Com o avanço da imunoterapia, a oncologia entra em uma era de precisão, em que ativar ou frear a resposta imune pode ser a chave para tratamentos mais eficazes e personalizados
Nosso corpo é equipado com um verdadeiro exército de defesa: o sistema imunológico. Ele é formado por células, proteínas e órgãos que trabalham em conjunto para nos proteger de vírus, bactérias e até células defeituosas — como as do câncer. Em condições normais, esse sistema reconhece e elimina ameaças antes que causem danos. No entanto, as células tumorais são especialistas em se disfarçar, enganando o sistema imune ou até mesmo manipulando-o a seu favor. Por isso, uma das maiores revoluções da medicina moderna é usar a própria imunidade do paciente como ferramenta terapêutica — uma estratégia conhecida como imunoterapia.
Inflamar, modular ou frear? O ajuste fino da imunidade
O grande desafio da oncologia atual não é apenas ativar o sistema imune, mas modulá-lo com precisão. A resposta imune precisa ser regulada como um botão de volume: nem tão baixa a ponto de permitir que o tumor progrida, nem tão alta a ponto de causar inflamações nocivas. A busca por esse equilíbrio marca uma nova era na oncologia, guiada por biomarcadores e protocolos cada vez mais individualizados.

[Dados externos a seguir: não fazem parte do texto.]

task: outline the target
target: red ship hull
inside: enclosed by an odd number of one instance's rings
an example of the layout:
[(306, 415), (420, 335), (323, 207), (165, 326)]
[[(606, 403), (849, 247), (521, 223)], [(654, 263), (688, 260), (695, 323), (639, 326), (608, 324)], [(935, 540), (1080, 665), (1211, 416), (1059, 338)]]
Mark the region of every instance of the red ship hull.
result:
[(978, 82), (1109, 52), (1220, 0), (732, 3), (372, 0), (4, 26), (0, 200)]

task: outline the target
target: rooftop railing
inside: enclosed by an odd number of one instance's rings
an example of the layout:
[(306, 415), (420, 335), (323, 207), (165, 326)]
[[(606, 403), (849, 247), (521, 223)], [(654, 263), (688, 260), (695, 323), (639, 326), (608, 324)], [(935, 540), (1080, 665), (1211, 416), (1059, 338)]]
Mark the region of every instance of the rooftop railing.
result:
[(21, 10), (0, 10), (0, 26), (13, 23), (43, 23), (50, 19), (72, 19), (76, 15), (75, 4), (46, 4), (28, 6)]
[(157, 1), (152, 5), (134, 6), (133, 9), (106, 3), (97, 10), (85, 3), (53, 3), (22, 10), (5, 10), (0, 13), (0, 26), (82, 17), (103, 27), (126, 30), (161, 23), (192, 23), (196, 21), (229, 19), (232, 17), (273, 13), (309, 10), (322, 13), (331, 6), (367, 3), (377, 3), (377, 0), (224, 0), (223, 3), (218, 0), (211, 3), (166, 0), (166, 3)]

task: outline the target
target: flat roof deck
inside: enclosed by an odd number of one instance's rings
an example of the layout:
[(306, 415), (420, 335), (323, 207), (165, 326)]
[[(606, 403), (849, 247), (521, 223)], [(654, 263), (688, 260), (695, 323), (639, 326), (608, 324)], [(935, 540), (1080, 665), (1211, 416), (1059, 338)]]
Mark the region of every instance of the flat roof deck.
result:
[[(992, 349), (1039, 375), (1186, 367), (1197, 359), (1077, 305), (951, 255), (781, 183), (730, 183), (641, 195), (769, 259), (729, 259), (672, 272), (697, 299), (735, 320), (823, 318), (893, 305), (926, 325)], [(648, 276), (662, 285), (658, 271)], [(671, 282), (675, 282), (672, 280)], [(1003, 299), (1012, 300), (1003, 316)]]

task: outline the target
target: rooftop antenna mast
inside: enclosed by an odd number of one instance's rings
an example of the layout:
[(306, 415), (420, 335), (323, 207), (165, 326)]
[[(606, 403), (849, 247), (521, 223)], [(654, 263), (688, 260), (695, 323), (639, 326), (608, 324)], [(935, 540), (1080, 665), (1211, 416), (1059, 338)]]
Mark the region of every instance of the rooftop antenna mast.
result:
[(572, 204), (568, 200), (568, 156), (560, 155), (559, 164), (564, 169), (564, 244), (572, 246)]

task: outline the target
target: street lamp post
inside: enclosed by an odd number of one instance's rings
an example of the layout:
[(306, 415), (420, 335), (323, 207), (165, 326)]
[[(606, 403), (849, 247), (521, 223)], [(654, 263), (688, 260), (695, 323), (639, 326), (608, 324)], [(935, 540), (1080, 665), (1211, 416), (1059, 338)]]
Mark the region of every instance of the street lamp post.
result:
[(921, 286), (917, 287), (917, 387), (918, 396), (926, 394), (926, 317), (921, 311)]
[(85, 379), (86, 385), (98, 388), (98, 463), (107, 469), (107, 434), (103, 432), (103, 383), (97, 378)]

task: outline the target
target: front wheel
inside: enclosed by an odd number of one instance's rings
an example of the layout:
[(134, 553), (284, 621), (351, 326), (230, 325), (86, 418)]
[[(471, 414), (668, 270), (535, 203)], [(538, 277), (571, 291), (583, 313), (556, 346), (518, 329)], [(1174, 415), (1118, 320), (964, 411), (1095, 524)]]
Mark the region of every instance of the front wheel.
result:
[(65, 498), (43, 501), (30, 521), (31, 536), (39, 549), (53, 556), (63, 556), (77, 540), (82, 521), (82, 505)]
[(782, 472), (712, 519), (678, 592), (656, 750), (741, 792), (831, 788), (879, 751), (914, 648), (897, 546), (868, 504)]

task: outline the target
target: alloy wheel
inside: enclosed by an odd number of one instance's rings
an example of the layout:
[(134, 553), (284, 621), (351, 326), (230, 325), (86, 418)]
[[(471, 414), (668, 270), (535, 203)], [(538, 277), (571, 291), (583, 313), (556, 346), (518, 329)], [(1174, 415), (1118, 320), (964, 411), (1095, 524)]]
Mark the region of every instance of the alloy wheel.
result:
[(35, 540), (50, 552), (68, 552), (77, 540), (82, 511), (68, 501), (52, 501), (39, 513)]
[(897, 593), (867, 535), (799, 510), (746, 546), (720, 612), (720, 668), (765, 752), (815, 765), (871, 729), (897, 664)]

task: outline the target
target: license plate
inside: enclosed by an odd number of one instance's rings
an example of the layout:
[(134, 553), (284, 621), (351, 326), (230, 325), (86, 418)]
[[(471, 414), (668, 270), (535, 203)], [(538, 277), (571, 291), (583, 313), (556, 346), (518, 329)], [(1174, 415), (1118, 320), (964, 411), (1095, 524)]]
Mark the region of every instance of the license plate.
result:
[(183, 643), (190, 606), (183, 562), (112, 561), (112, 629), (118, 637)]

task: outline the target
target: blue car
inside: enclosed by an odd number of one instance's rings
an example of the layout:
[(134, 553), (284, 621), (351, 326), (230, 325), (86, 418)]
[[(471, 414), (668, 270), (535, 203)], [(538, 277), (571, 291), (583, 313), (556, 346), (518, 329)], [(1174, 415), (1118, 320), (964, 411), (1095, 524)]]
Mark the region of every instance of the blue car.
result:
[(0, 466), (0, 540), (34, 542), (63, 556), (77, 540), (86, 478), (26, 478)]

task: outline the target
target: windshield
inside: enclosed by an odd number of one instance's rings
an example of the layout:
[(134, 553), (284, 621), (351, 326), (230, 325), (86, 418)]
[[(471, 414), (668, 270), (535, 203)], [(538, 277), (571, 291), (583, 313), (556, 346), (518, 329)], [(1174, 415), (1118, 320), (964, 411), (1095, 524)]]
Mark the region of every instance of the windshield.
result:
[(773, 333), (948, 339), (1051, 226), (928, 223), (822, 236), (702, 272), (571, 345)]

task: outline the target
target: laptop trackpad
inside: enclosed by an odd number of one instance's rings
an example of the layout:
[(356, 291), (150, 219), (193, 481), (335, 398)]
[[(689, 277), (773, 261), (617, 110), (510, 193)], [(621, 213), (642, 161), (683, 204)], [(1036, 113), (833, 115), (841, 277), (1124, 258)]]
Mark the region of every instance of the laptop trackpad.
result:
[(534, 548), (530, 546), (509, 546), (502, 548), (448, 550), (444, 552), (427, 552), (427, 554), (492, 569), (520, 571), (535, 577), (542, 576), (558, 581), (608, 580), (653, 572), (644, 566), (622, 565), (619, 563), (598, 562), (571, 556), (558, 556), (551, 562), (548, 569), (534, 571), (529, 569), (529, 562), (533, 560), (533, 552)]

Muito antes dos modernos imunoterápicos, o médico norte-americano William Coley já intuía que a inflamação poderia ser aliada no combate ao câncer. No fim do século XIX, ele observou que pacientes com infecções bacterianas severas, por vezes, apresentavam regressão tumoral. Com base nisso, desenvolveu a “toxina de Coley”, mistura de bactérias inativadas injetadas em pacientes com sarcoma — e, em alguns casos, a remissão foi real. Embora suas ideias tenham sido desacreditadas por décadas, hoje reconhecemos que a inflamação bem conduzida pode sim ativar o sistema imune contra tumores.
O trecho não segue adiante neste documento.